Il design di Artemide si sviluppa sotto il grande ombrello della Human Light, declinata nei più svariati contesti.
Ne sono un esempio gli showroom monomarca di Artemide: un’unica immagine coordinata a livello
internazionale e uno strumento unico e uguale in tutto il mondo per il controllo di entrambi i mercati di
riferimento dell’azienda, quello del grand publique e quello professionnel. Lo showroom è dunque una
“macchina mediatica” tramite cui Artemide diventa portatrice della propria concezione di design, competenza e
cultura della luce.
La lotta contro la contraffazione
Il design di Artemide, sebbene sia diventato una concezione, un mondo e un marchio ben riconoscibile, deve
tuttavia tutelarsi dai sempre più frequenti episodi di contraffazione.

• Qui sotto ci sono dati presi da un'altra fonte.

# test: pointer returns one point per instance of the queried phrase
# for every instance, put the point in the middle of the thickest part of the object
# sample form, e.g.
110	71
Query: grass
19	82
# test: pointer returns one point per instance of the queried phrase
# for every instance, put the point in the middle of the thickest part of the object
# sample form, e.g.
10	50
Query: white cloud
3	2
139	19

Durante la mia permanenza in Confindustria con il presidente Pininfarina ho istituito un gruppo di lavoro sulla
tutela giuridica del design ed ho avuto modo di approfondire, in quella sede, come la protezione della proprietà
intellettuale da atti di counterfeit trademark goods e di pirated copyright goods debba relazionarsi con un
intreccio di norme e regolamenti di diversi ordinamenti giuridici nazionali in materia di privative industriali
(marchi e brevetti) regolamenti doganali, disciplina della concorrenza.
Ma è anche mia convinzione che il design sia il risultato di una progettazione globale logica e, in quanto tale,
coinvolge più soggetti, più protagonisti. Basti pensare che la direttiva comunitaria, tendente ad armonizzare gli
ordinamenti dei paesi europei, ha visto la luce solo dopo lunghi anni di mediazioni e correzioni.

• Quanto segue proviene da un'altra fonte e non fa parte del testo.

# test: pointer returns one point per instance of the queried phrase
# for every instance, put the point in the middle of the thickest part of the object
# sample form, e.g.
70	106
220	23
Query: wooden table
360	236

Uno degli argomenti che hanno innescato un’accesa discussione è stato il riconoscimento del diritto d’autore alle
opere di design industriale. In Italia tale protezione è stata sostanzialmente negata fino al decreto del febbraio
2001. Da allora si sono tuttavia succeduti diversi provvedimenti che hanno rimesso in discussione prima e
ripristinato poi, in misura diversa, la protezione. Segno univoco che si stenta, in taluni ambienti, a riconoscere
che alcune opere di design possano presentare valenze di creatività e valore artistico.

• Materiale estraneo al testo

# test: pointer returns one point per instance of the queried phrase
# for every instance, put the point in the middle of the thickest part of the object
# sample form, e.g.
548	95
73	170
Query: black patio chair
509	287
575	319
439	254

Se accettiamo che il design sia, qual è, un sistema complesso e interdisciplinare non possiamo precludergli
aprioristicamente anche la protezione del diritto d’autore. Non si deve confondere “protezione” con
“protezionismo”. Proteggere un’opera di design con ogni istituto legittimamente disponibile, non significa
proteggere nicchie di mercato o posizioni predominanti, bensì riconoscere lo sforzo della creatività, l’impegno
imprenditoriale degli investimenti in qualità, controllo dei prodotti, ricerca e sviluppo e, non ultimo, l’immagine,
o meglio, la reputazione della marca originale. Un prodotto copiato o con marchio contraffatto talvolta costa
meno di un prodotto originale. La ragione è semplice: meno investimenti, meno costi, ma nella gran maggioranza
dei casi anche meno qualità e spesso minor qualità significa anche minor sicurezza del prodotto.